Elu, le 6 septembre 1792, député de la Mayenne à la Convention, le 7e sur 8, par 240 voix (400 votants), il répondit dans le procès du roi, au 3e appel nominal :

« Je suis convaincu que la peine de mort infligée à un criminel quelconque est absolument contraire à la nature et à la raison. Je suis convaincu que la stabilité d'une république bien fondée ne dépend ni de la vie ni de la mort d'un individu, et que tuer un tyran a toujours été la dernière ressource de la tyrannie. Je vote pour que Louis XVI soit détenu pendant la guerre, et, qu'après cette époque, il soit banni a perpétuité. »

Il se prononça en outre contre l'appel et pour le sursis, et fit partie du comité de l'Instruction publique, au nom duquel il demanda et obtint, le 25 messidor an III, le maintien du Collège de France.

Le 18 fructidor, il fit rendre un décret accordant un secours de 244 000 livres à cent dix-huit savants, littérateurs, artistes ou à leurs veuves et descendants. Cette liste comprenait notamment : Anquetil-Duperron, Fontanes, le sculpteur Houdon, les nièces de Fénelon et la petite fille du peintre Lebrun.

Le 25 vendémiaire an IV (27 octobre 1795), il lut à la Convention un rapport sur l'organisation de la Bibliothèque nationale, dans lequel il réclamait la suppression des fonctions de bibliothécaire, et déléguait l'administration de la Bibliothèque à un comité de huit conservateurs ayant chacun 6 000 livres d'appointements.

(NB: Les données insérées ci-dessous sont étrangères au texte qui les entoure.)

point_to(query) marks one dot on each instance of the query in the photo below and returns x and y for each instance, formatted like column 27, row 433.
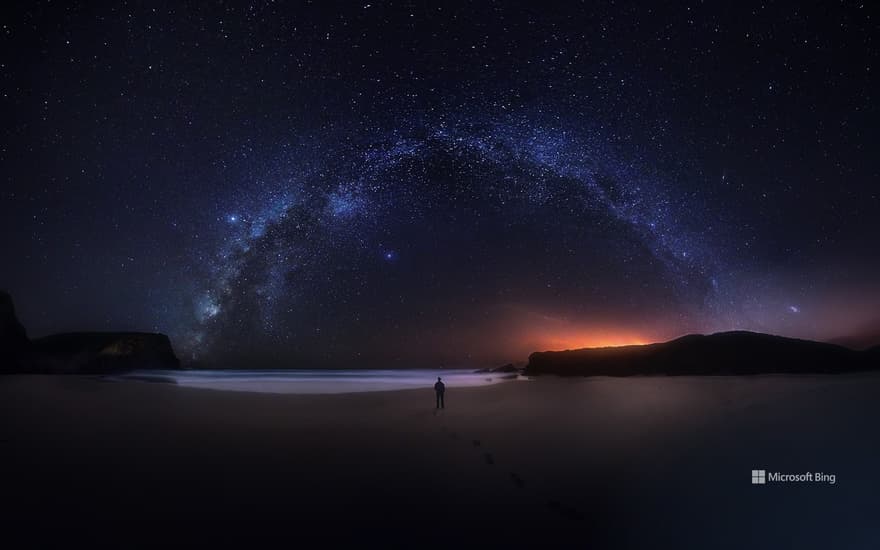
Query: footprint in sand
column 518, row 481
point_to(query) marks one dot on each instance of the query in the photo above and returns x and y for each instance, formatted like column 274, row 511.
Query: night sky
column 428, row 183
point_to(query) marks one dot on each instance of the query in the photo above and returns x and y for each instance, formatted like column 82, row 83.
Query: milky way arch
column 331, row 214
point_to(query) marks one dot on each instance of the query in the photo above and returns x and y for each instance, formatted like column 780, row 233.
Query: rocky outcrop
column 13, row 338
column 79, row 352
column 101, row 352
column 716, row 354
column 508, row 368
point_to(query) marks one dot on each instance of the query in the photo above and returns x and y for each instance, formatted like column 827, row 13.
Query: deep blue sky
column 434, row 183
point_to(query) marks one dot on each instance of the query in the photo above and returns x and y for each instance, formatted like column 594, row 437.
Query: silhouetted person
column 439, row 389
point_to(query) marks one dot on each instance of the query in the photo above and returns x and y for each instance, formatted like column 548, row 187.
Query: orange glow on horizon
column 577, row 339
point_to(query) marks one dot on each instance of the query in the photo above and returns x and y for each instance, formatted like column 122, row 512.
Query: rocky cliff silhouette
column 79, row 352
column 723, row 353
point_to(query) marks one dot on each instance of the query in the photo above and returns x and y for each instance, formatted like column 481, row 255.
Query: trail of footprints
column 560, row 508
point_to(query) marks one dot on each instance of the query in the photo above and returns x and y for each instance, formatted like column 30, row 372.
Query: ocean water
column 320, row 381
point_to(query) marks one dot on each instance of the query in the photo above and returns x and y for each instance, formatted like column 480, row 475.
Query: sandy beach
column 587, row 463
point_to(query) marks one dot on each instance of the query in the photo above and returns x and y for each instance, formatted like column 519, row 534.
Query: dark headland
column 78, row 352
column 724, row 353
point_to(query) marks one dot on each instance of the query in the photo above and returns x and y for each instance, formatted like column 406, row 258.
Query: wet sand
column 585, row 463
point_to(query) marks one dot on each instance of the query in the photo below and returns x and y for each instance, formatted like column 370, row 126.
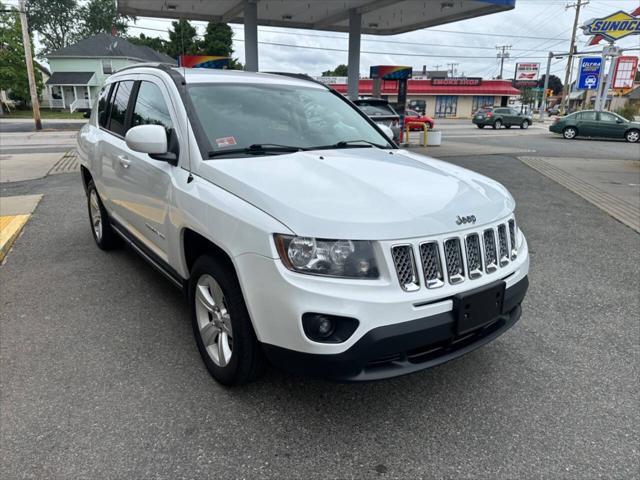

Peu de temps après (10 décembre 1795), il fut nommé membre de l'Institut pour la classe de littérature et beaux-arts.

Appelé, le 4 brumaire an IV, par ses collègues de la Convention à siéger au Conseil des Cinq-Cents, il s'y fit peu remarquer, se rallia au coup d'Etat de brumaire, et fut élu (4 nivôse an VIII), par le Sénat conservateur, député du Lot-et-Garonne au Corps législatif ; il en sortit en 1806.

Villar remplit ensuite les fonctions d'inspecteur général et de membre du conseil de l'Université, et mourut à 78 ans, accablé d'infirmités.